Comments on: How to lower electricity prices in Europe EU news and policy debates across languages Fri, 12 Apr 2019 10:58:17 +0000 hourly 1 By: Mike Parr Fri, 31 Aug 2018 07:35:29 +0000 Whilst there is much to agree with in what the writer says a key assertion made is wrong. “By connecting and intelligently controlling power plants, grid-use can be optimised leading to lower grid fees paid by both consumers and industry”.

I do not dispute the usefulness of VPPs which have a role to play both in distribution and transmission networks as aggregators of distributed generation and demand response. However, “grid fees” for the most part are based on a return on a given network operators asset base. Change this return and you change the costs that end users have to pay. There was a court case in Germany recently in which the regulator/gov lowered the return on the asset base – the German TSO were unhappy – hence the court case. I believe that in Germany the return on the asset base is around 8%. This seems a large amount of money for simple operation and maintenance.

In the late 1980s the rationale for privatising the transmission and distribution networks in the UK was that privatisation would “drive out the flab”. Perhaps it did.

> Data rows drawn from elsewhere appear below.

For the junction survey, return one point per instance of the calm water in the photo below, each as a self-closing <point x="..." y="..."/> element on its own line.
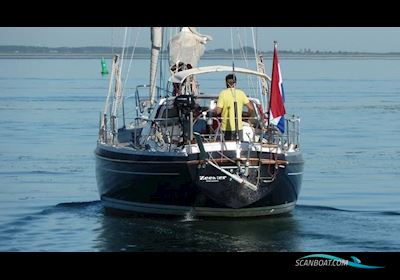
<point x="350" y="199"/>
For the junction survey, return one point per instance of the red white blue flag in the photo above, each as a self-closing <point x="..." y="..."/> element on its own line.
<point x="277" y="106"/>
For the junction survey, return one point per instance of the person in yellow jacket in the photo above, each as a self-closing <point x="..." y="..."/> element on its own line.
<point x="226" y="107"/>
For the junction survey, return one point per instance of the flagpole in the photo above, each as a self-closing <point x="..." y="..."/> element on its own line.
<point x="270" y="88"/>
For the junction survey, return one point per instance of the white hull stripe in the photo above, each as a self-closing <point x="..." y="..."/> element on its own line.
<point x="151" y="208"/>
<point x="140" y="173"/>
<point x="295" y="173"/>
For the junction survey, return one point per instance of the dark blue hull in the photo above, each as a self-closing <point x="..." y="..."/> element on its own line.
<point x="164" y="183"/>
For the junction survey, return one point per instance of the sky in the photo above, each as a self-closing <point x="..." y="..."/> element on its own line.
<point x="362" y="39"/>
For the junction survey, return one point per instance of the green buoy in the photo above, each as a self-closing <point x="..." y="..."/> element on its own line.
<point x="104" y="70"/>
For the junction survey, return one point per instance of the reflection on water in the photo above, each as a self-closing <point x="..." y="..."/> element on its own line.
<point x="89" y="227"/>
<point x="127" y="233"/>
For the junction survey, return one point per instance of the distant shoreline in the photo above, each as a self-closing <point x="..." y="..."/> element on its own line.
<point x="205" y="56"/>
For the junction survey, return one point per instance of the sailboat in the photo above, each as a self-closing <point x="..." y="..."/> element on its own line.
<point x="170" y="156"/>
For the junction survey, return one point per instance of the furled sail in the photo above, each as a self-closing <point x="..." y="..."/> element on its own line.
<point x="187" y="47"/>
<point x="156" y="42"/>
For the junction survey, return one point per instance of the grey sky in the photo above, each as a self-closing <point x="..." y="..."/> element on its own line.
<point x="368" y="39"/>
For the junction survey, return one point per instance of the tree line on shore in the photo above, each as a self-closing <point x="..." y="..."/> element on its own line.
<point x="15" y="50"/>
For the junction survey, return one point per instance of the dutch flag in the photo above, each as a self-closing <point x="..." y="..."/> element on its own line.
<point x="277" y="107"/>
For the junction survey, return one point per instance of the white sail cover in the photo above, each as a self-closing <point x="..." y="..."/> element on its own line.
<point x="187" y="46"/>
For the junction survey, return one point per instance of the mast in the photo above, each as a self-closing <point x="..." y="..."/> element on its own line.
<point x="156" y="43"/>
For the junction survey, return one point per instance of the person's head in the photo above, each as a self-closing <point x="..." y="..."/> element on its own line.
<point x="230" y="80"/>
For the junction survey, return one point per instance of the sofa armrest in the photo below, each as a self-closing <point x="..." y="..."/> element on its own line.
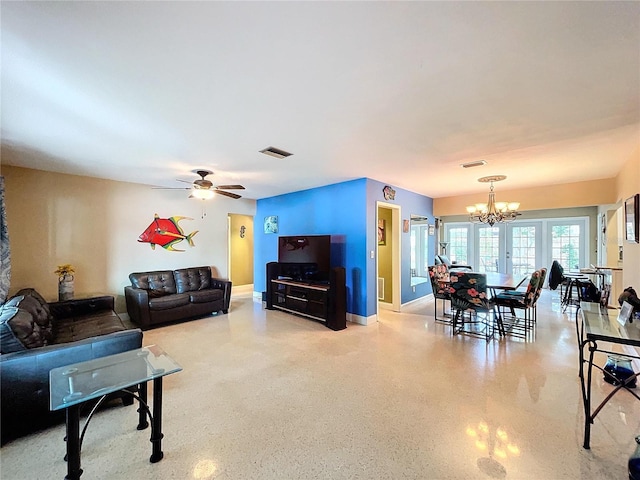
<point x="224" y="285"/>
<point x="137" y="300"/>
<point x="24" y="375"/>
<point x="77" y="308"/>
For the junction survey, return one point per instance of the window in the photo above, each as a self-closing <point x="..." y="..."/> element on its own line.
<point x="458" y="244"/>
<point x="488" y="248"/>
<point x="520" y="247"/>
<point x="566" y="245"/>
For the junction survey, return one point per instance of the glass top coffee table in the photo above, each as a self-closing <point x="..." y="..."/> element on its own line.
<point x="72" y="385"/>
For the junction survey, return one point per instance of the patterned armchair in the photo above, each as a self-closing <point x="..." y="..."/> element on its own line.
<point x="524" y="301"/>
<point x="439" y="276"/>
<point x="473" y="307"/>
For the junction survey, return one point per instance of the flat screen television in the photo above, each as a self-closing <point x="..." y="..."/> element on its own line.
<point x="312" y="249"/>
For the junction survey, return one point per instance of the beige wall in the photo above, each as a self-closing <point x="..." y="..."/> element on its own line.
<point x="385" y="255"/>
<point x="568" y="195"/>
<point x="241" y="250"/>
<point x="628" y="184"/>
<point x="94" y="224"/>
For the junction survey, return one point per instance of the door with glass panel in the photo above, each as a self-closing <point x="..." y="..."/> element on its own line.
<point x="458" y="243"/>
<point x="569" y="242"/>
<point x="524" y="248"/>
<point x="489" y="247"/>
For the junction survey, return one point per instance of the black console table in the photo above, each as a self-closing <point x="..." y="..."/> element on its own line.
<point x="324" y="301"/>
<point x="595" y="327"/>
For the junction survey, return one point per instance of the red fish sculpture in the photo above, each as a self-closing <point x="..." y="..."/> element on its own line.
<point x="166" y="232"/>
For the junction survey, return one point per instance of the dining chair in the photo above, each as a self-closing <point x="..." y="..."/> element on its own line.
<point x="520" y="300"/>
<point x="473" y="310"/>
<point x="439" y="276"/>
<point x="444" y="260"/>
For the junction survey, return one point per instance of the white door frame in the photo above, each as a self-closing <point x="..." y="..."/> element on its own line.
<point x="396" y="231"/>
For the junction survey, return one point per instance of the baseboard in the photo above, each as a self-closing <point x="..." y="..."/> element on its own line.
<point x="360" y="320"/>
<point x="425" y="298"/>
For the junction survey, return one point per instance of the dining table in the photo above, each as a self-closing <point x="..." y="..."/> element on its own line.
<point x="504" y="281"/>
<point x="495" y="281"/>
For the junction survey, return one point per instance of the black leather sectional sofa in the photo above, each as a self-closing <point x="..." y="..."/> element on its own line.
<point x="36" y="337"/>
<point x="162" y="296"/>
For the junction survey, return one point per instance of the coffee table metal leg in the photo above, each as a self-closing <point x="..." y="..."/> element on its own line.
<point x="156" y="422"/>
<point x="142" y="406"/>
<point x="73" y="443"/>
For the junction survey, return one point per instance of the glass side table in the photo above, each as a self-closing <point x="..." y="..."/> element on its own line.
<point x="72" y="385"/>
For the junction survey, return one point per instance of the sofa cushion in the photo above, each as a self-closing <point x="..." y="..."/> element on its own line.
<point x="40" y="314"/>
<point x="204" y="296"/>
<point x="87" y="326"/>
<point x="18" y="330"/>
<point x="192" y="279"/>
<point x="158" y="283"/>
<point x="169" y="301"/>
<point x="30" y="292"/>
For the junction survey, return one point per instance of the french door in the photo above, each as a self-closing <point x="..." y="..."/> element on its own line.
<point x="520" y="247"/>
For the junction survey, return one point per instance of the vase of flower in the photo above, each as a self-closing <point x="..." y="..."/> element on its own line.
<point x="65" y="282"/>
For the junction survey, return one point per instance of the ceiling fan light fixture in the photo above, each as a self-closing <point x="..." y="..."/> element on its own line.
<point x="202" y="194"/>
<point x="275" y="152"/>
<point x="477" y="163"/>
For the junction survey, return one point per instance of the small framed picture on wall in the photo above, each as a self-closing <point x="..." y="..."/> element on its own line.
<point x="631" y="212"/>
<point x="271" y="224"/>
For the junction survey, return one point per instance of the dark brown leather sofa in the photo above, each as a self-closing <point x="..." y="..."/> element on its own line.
<point x="165" y="296"/>
<point x="36" y="337"/>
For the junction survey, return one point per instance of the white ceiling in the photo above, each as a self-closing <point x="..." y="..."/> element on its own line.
<point x="401" y="92"/>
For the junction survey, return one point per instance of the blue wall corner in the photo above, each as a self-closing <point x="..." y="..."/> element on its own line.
<point x="347" y="211"/>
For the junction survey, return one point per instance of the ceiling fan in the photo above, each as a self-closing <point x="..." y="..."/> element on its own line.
<point x="204" y="189"/>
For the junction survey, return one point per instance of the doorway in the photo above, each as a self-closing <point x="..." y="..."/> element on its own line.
<point x="240" y="249"/>
<point x="388" y="285"/>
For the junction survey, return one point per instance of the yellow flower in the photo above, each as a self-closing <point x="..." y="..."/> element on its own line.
<point x="66" y="269"/>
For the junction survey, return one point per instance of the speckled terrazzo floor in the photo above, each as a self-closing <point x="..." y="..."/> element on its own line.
<point x="267" y="395"/>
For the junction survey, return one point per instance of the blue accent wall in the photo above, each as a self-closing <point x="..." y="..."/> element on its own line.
<point x="347" y="211"/>
<point x="409" y="203"/>
<point x="338" y="210"/>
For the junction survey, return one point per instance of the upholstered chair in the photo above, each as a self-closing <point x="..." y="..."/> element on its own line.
<point x="439" y="276"/>
<point x="473" y="310"/>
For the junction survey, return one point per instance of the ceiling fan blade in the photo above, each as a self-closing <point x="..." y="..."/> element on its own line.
<point x="228" y="194"/>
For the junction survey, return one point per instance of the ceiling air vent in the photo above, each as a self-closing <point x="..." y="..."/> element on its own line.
<point x="275" y="152"/>
<point x="473" y="164"/>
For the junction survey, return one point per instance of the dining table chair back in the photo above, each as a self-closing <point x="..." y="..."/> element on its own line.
<point x="439" y="276"/>
<point x="471" y="305"/>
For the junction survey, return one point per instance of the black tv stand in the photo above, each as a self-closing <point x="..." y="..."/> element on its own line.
<point x="320" y="300"/>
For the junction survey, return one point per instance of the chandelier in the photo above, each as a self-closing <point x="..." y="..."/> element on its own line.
<point x="493" y="212"/>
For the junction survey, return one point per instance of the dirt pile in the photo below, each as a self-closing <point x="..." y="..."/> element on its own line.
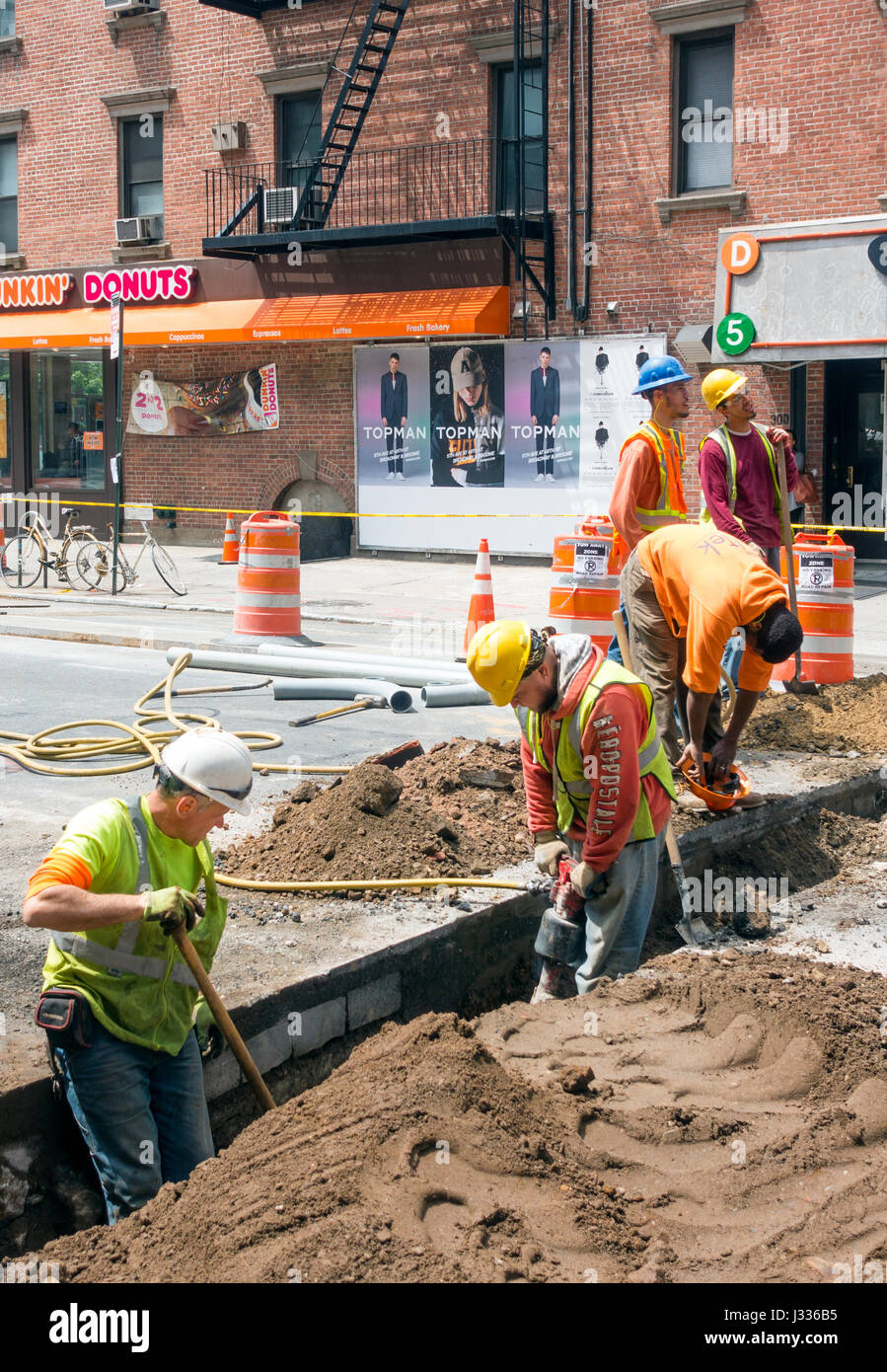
<point x="458" y="809"/>
<point x="717" y="1118"/>
<point x="848" y="718"/>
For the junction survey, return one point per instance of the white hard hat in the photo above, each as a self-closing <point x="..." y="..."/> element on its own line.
<point x="213" y="763"/>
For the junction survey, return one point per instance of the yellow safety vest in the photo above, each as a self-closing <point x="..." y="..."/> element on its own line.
<point x="722" y="439"/>
<point x="570" y="785"/>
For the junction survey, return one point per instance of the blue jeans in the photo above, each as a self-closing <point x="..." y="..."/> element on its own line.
<point x="143" y="1114"/>
<point x="616" y="922"/>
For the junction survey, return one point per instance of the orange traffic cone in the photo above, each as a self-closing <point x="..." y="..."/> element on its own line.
<point x="481" y="609"/>
<point x="231" y="549"/>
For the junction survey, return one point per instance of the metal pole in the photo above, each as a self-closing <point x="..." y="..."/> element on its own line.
<point x="116" y="461"/>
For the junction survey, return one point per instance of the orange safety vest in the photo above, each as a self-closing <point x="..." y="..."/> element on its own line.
<point x="668" y="446"/>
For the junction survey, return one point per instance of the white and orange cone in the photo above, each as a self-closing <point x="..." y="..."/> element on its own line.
<point x="231" y="549"/>
<point x="481" y="609"/>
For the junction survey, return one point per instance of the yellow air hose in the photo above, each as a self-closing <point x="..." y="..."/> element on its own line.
<point x="38" y="752"/>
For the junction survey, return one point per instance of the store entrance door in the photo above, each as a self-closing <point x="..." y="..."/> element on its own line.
<point x="855" y="452"/>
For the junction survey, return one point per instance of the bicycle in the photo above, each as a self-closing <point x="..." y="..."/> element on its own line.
<point x="98" y="563"/>
<point x="35" y="551"/>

However, I’d suggest that a different type of “flab” has crept back in to (mostly privatised) distribution and transmission companies: the idea that they have a right to a given rate of return & thus follow tactics that maximise investor returns regardless of costs to what is laughably called “the customer base” – or would that be mugs that have no where else to go?.

I do not dispute that with an EU “energy transformation” there will be considerable change needed to distribution and transmission networks. However, the current “model” on which DNOs & TSOs are remunerated (return on asset base) encourages gold plating of projects, (the HVDC connection Figueras (Spain) – Perpignan (France) is but one example of many) assent base inflation, better returns to DNO/TSO owners and higher costs for electricity customers.

Possible solutions to the above problem include pulling the DNOs and TSOs back into public ownership – although this goes against the “private good – public bad” mantra that flows from EU institutions.

To conclude: I’m an ex-DNO engineer and thus have more than a passing understanding of how power networks function, how said networks are remunerated and the interesting abuses perpetrated by those literally “in-power”.